Luke’s body jerked up off the surface and flew the remaining short distance towards the hole’s edge, bouncing once and landing in a sitting position right at the rim. The arms continued the motion, flailing towards the yawning darkness. Slowly the body overbalanced, toppling towards the pit, accelerating as it leaned. Suddenly it was gone, leaving a fresh dark streak in the dirt where it had disturbed an eternity of meteorite dust.
But Chad had misjudged his balance. As he’d heaved, one foot had slipped out from under him. He fell on his side and bounced twice down the slope. The bulk of his suit kicked up a small cloud of dust, and the regolith shifted with him, pushed downhill for the first time in millennia. A small one-man landslide, momentarily jerked to a stop by the countering pull of the linked tethers to Svetlana.
Out of sight over the rim, Luke’s body accelerated down slowly, free-falling in the one-sixth gravity. On Earth, after one second, it would have already dropped 16 feet, well out of sight, but on the Moon it had gone less than 3. Chad’s tug, combined with his fall down the slope, had put an extra 6 feet of slack in the line.
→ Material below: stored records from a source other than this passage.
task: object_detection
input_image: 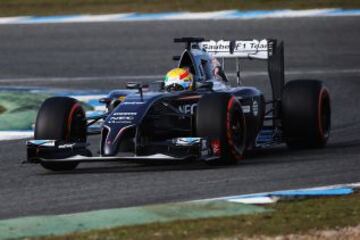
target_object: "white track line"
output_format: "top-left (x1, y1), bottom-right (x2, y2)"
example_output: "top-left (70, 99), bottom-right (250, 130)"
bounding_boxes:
top-left (0, 68), bottom-right (360, 83)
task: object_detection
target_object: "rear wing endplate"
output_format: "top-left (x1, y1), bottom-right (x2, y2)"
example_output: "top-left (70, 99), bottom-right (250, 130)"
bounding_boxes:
top-left (198, 39), bottom-right (274, 60)
top-left (174, 37), bottom-right (285, 126)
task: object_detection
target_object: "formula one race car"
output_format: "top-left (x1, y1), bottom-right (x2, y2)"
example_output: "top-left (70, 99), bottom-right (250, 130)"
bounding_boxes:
top-left (27, 38), bottom-right (331, 171)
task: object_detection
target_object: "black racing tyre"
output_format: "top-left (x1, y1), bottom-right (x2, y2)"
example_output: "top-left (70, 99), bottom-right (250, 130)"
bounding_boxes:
top-left (34, 97), bottom-right (86, 171)
top-left (282, 80), bottom-right (331, 148)
top-left (196, 93), bottom-right (246, 165)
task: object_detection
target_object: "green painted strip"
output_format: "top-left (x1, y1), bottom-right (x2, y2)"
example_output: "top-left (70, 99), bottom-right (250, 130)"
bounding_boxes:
top-left (0, 92), bottom-right (48, 130)
top-left (0, 200), bottom-right (270, 240)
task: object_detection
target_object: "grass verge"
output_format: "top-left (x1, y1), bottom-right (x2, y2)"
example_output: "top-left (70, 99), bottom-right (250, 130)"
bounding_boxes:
top-left (35, 193), bottom-right (360, 240)
top-left (0, 0), bottom-right (360, 16)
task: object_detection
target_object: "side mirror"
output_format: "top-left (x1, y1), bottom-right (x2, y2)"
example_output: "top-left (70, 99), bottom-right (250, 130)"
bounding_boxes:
top-left (126, 82), bottom-right (141, 89)
top-left (197, 82), bottom-right (214, 90)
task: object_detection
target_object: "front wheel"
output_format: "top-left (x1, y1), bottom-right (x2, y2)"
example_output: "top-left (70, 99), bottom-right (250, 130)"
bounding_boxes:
top-left (34, 97), bottom-right (86, 171)
top-left (196, 93), bottom-right (246, 164)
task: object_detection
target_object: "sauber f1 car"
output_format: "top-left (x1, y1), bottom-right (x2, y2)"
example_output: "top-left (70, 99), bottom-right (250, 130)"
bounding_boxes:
top-left (27, 38), bottom-right (331, 171)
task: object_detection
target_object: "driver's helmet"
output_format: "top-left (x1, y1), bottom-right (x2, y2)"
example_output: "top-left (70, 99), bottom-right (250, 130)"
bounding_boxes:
top-left (165, 68), bottom-right (193, 91)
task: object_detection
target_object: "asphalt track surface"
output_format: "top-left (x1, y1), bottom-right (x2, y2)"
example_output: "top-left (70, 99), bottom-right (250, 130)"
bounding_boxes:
top-left (0, 17), bottom-right (360, 219)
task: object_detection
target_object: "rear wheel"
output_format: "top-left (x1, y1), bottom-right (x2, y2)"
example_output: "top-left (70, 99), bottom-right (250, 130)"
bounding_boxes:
top-left (282, 80), bottom-right (331, 148)
top-left (35, 97), bottom-right (86, 171)
top-left (196, 93), bottom-right (246, 164)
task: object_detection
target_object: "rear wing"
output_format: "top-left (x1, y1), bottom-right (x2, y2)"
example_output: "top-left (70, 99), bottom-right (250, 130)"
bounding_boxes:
top-left (198, 39), bottom-right (274, 60)
top-left (174, 37), bottom-right (285, 129)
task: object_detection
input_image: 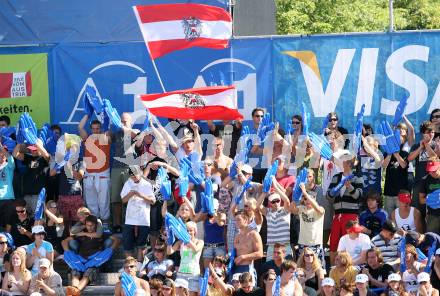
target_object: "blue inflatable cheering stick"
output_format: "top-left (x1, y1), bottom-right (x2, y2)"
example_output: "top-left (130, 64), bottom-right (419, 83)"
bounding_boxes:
top-left (121, 271), bottom-right (137, 296)
top-left (104, 99), bottom-right (122, 129)
top-left (292, 168), bottom-right (308, 204)
top-left (393, 97), bottom-right (408, 126)
top-left (309, 133), bottom-right (333, 160)
top-left (263, 159), bottom-right (278, 193)
top-left (353, 104), bottom-right (365, 154)
top-left (330, 174), bottom-right (354, 196)
top-left (34, 187), bottom-right (46, 221)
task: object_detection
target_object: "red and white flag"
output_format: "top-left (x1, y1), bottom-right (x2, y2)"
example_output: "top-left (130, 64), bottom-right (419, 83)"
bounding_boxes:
top-left (133, 3), bottom-right (232, 59)
top-left (0, 71), bottom-right (32, 98)
top-left (139, 86), bottom-right (243, 120)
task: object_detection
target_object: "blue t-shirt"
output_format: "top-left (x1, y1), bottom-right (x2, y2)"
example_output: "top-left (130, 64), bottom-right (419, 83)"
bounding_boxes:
top-left (0, 155), bottom-right (15, 200)
top-left (26, 241), bottom-right (53, 276)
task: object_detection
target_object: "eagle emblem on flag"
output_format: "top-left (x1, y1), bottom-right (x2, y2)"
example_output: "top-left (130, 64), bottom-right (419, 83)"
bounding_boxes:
top-left (182, 16), bottom-right (202, 41)
top-left (180, 93), bottom-right (206, 109)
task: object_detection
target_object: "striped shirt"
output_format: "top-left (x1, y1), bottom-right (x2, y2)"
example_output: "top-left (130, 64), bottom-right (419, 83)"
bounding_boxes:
top-left (327, 173), bottom-right (364, 215)
top-left (371, 233), bottom-right (402, 263)
top-left (266, 208), bottom-right (290, 245)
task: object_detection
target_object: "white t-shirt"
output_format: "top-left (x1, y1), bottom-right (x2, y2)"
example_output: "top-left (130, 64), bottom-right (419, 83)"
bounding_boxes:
top-left (121, 178), bottom-right (154, 226)
top-left (338, 233), bottom-right (371, 261)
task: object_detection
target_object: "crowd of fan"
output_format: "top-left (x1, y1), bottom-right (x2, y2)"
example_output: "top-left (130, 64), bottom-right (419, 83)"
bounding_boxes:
top-left (0, 108), bottom-right (440, 296)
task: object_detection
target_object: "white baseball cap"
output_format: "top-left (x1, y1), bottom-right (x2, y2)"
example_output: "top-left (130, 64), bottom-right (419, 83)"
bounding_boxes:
top-left (388, 273), bottom-right (402, 282)
top-left (355, 273), bottom-right (368, 283)
top-left (417, 272), bottom-right (430, 284)
top-left (321, 278), bottom-right (335, 287)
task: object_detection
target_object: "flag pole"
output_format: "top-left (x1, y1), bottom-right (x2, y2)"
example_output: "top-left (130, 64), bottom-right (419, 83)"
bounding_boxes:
top-left (133, 6), bottom-right (166, 93)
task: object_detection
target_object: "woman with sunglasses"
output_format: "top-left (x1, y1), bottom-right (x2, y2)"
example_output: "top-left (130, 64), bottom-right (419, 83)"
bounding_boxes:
top-left (297, 247), bottom-right (325, 291)
top-left (26, 225), bottom-right (54, 276)
top-left (380, 273), bottom-right (409, 296)
top-left (115, 256), bottom-right (150, 296)
top-left (2, 251), bottom-right (32, 295)
top-left (44, 200), bottom-right (64, 258)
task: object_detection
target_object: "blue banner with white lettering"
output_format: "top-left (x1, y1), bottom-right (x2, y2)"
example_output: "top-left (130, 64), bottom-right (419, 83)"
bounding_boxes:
top-left (273, 32), bottom-right (440, 132)
top-left (52, 39), bottom-right (272, 131)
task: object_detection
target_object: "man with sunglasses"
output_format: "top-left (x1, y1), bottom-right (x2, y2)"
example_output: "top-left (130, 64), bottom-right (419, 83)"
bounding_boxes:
top-left (6, 199), bottom-right (35, 247)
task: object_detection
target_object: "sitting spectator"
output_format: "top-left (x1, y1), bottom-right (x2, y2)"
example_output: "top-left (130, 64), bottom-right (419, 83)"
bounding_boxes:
top-left (391, 190), bottom-right (423, 235)
top-left (353, 273), bottom-right (377, 296)
top-left (26, 225), bottom-right (53, 276)
top-left (402, 244), bottom-right (425, 294)
top-left (261, 243), bottom-right (293, 275)
top-left (371, 220), bottom-right (402, 267)
top-left (417, 272), bottom-right (439, 296)
top-left (297, 247), bottom-right (325, 291)
top-left (115, 257), bottom-right (150, 296)
top-left (264, 260), bottom-right (303, 296)
top-left (338, 221), bottom-right (371, 265)
top-left (6, 199), bottom-right (34, 247)
top-left (44, 200), bottom-right (64, 258)
top-left (380, 273), bottom-right (409, 296)
top-left (296, 268), bottom-right (318, 296)
top-left (67, 215), bottom-right (110, 296)
top-left (330, 251), bottom-right (358, 291)
top-left (28, 258), bottom-right (63, 296)
top-left (362, 248), bottom-right (394, 288)
top-left (121, 165), bottom-right (156, 261)
top-left (2, 251), bottom-right (32, 295)
top-left (167, 221), bottom-right (204, 296)
top-left (319, 278), bottom-right (336, 296)
top-left (0, 233), bottom-right (11, 282)
top-left (141, 244), bottom-right (174, 279)
top-left (359, 190), bottom-right (388, 238)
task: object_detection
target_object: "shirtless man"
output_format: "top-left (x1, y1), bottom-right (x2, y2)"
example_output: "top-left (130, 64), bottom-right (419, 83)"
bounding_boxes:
top-left (232, 211), bottom-right (263, 277)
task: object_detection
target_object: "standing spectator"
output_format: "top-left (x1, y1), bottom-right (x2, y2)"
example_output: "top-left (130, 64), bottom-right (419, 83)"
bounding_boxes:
top-left (49, 141), bottom-right (85, 227)
top-left (12, 139), bottom-right (50, 213)
top-left (115, 257), bottom-right (150, 296)
top-left (6, 199), bottom-right (34, 247)
top-left (338, 220), bottom-right (371, 265)
top-left (330, 251), bottom-right (358, 291)
top-left (291, 180), bottom-right (325, 268)
top-left (44, 200), bottom-right (64, 258)
top-left (78, 114), bottom-right (111, 228)
top-left (297, 247), bottom-right (325, 291)
top-left (359, 190), bottom-right (388, 237)
top-left (417, 272), bottom-right (439, 296)
top-left (402, 244), bottom-right (425, 294)
top-left (382, 135), bottom-right (410, 215)
top-left (362, 248), bottom-right (394, 288)
top-left (2, 251), bottom-right (32, 295)
top-left (391, 190), bottom-right (423, 235)
top-left (167, 221), bottom-right (204, 296)
top-left (28, 258), bottom-right (64, 296)
top-left (371, 220), bottom-right (402, 267)
top-left (121, 165), bottom-right (156, 261)
top-left (26, 225), bottom-right (53, 275)
top-left (419, 158), bottom-right (440, 233)
top-left (110, 112), bottom-right (136, 233)
top-left (0, 147), bottom-right (15, 228)
top-left (327, 155), bottom-right (363, 263)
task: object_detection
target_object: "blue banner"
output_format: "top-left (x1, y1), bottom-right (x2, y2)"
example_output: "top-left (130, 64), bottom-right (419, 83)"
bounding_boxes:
top-left (51, 39), bottom-right (272, 132)
top-left (273, 32), bottom-right (440, 132)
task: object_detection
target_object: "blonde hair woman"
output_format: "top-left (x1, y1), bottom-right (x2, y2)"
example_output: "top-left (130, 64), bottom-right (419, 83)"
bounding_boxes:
top-left (2, 251), bottom-right (32, 295)
top-left (296, 247), bottom-right (325, 291)
top-left (330, 251), bottom-right (357, 291)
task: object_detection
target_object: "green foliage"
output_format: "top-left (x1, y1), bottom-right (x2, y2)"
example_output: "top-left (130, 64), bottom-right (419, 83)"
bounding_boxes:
top-left (277, 0), bottom-right (440, 34)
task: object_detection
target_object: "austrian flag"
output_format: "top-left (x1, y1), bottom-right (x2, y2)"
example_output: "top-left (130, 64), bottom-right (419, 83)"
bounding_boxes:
top-left (139, 86), bottom-right (243, 120)
top-left (133, 3), bottom-right (232, 59)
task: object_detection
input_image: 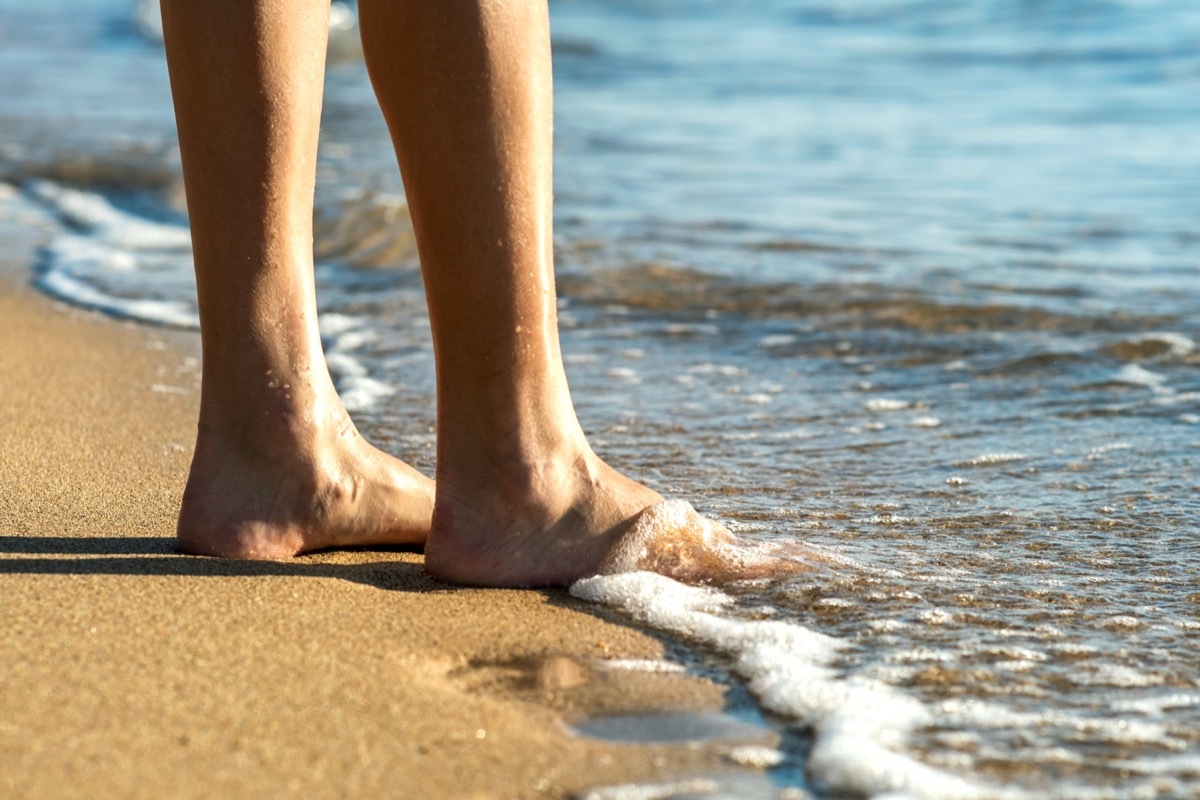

Newton’s laws of motion were universal. In 1.5 seconds, the slack was fully taken up by Luke’s falling body. The line, still wrapped around Chad’s hand, snapped straight and pulled tight.
Chad was just sorting out how he was going to climb back up the slope when the yank on the line pulled his left arm straight. He opened and spun his hand wildly, relieved to see the line unravel and whip clear, accelerate down the slope and with a flip of the end, disappear from sight.
But the damage was done. The unexpected jolt had pulsed through the tether and jerked Svetlana forward, and now she was scrabbling to get her feet back under her in the bulky, ill-fitting suit.
In Houston, Kaz was staring intently, trying to figure out what was happening to the small figures on the screen. Luke was no longer on the cart, but one of the suits was out of sight. He’d heard someone—Chad?—saying what sounded like a countdown, but in Russian. With the minister standing next to him, he needed to be respectful. But what the fuck is going on?
“Durok!” Svetlana grunted. Idiot! She twisted and planted her left foot into the sloping dirt, leaning away hard to counter the tether’s pull. Chad was on his back, arms and legs splayed to try to stabilize. The shards of dust, rock and lunar sand under him caught and held in their new position at the pit’s rim.
Motion stopped.
Just beyond the edge, the body accelerated as it fell, the cord snaking, into the shadowed darkness. In absolute silence, with no air friction to slow it, the fall took 11 seconds. Luke’s body landed near the center of the pile of rubble that had fallen when the roof of the hole had caved in; at impact, his lifeless form was going 40 miles per hour, straight down. It bounced high once, turning, and then landed forever on its back, the Yastreb suit’s tough plastic visor unbroken. Luke’s sightless eyes stared upwards towards the small skylight in the blackness, shining with the eternity of the stars.
Chad pushed carefully with his left hand, rolling himself uphill onto his side. He dug his right shoulder in and bent his knees as far as the suit would allow. It gave a bit of slack in the tether, and Svetlana eased back to hold the tension.
Moving cautiously, Chad swung his left arm over and got onto his hands and knees. He tipped his head back hard inside the helmet and was just able to see the taut tether leading away towards the cosmonaut. Experimenting, he moved his left leg and right arm forward, and found the leverage to pry himself slightly up the hill. With the extra pulling from Svetlana, it worked. He shifted his weight and moved the other arm/leg, repeating the process, gaining a few more inches. A clumsy sniper crawl wearing a pressure suit.
Frowning, Kaz ran out of patience. “Chad, Houston, how’s it going?”